There is a finite amount of memory, even in the best computer systems. So it is possible to push more words than there are words of memory. Usually this would be the result of an infinite loop because when a program is first entered the operating system gives it space for a very large stack.

The picture shows how a typical operating system arranges memory when a program starts running.

There are four gigabytes of (virtual) memory available in total. The section of memory from 0x10000000 to 0x7FFFFFFF is available for the data segment and the stack segment. This is 1.8 Gigabytes of space.

When the program is started the stack pointer ($sp) is initialized to 0x7FFFFFFC (the address of the last fullword of user memory). As the program runs, the stack grows downward into the available space.

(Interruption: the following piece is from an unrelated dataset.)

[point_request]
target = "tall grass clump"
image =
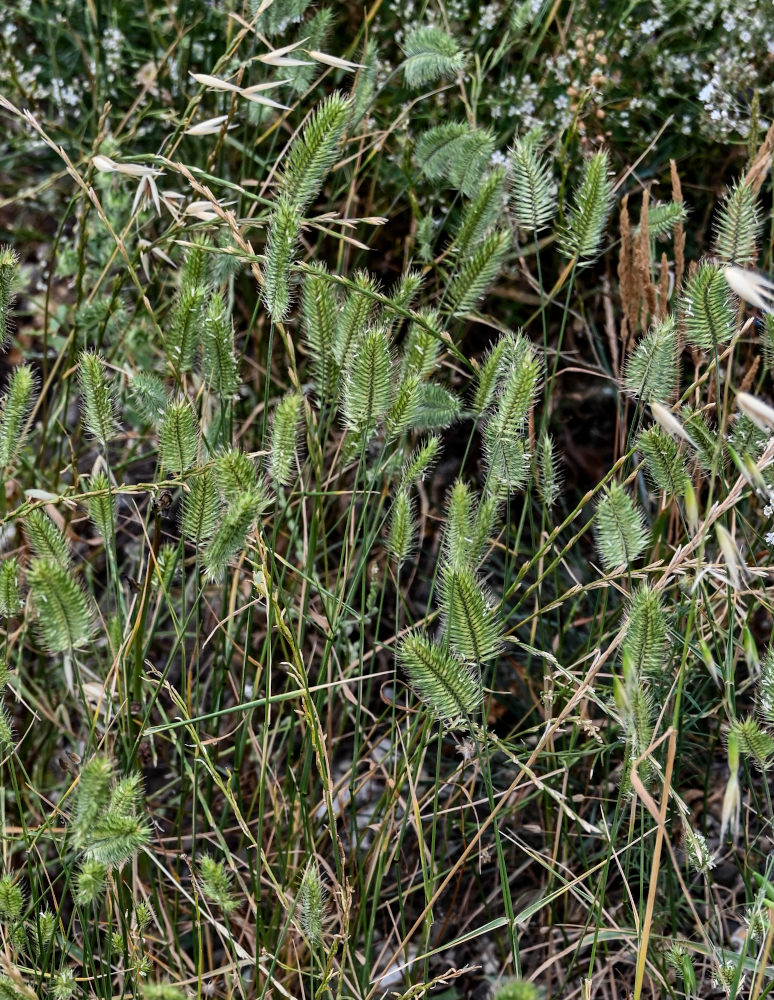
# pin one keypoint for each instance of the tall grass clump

Dynamically allocated memory is implemented by the data segment. This is where objects are allocated (in object oriented programming), or where malloc() allocates memory in C programming. The data segment grows upward as the program runs. (This is the subject of chapter 33.)

In a dynamic program, the segments grow and shrink. If the combined size of the segments exceeds the available space their boundaries will meet somewhere in the middle of the range. When this happens there is no memory left.

Another (inferior) way of arranging memory might be to divide the space above the text segment so the stack gets half and the data segment gets half. But now the stack could grow too large for its allocated space, even if there was a tiny data segment that used little of its space.


QUESTION 9:

Which segment is for the machine instructions?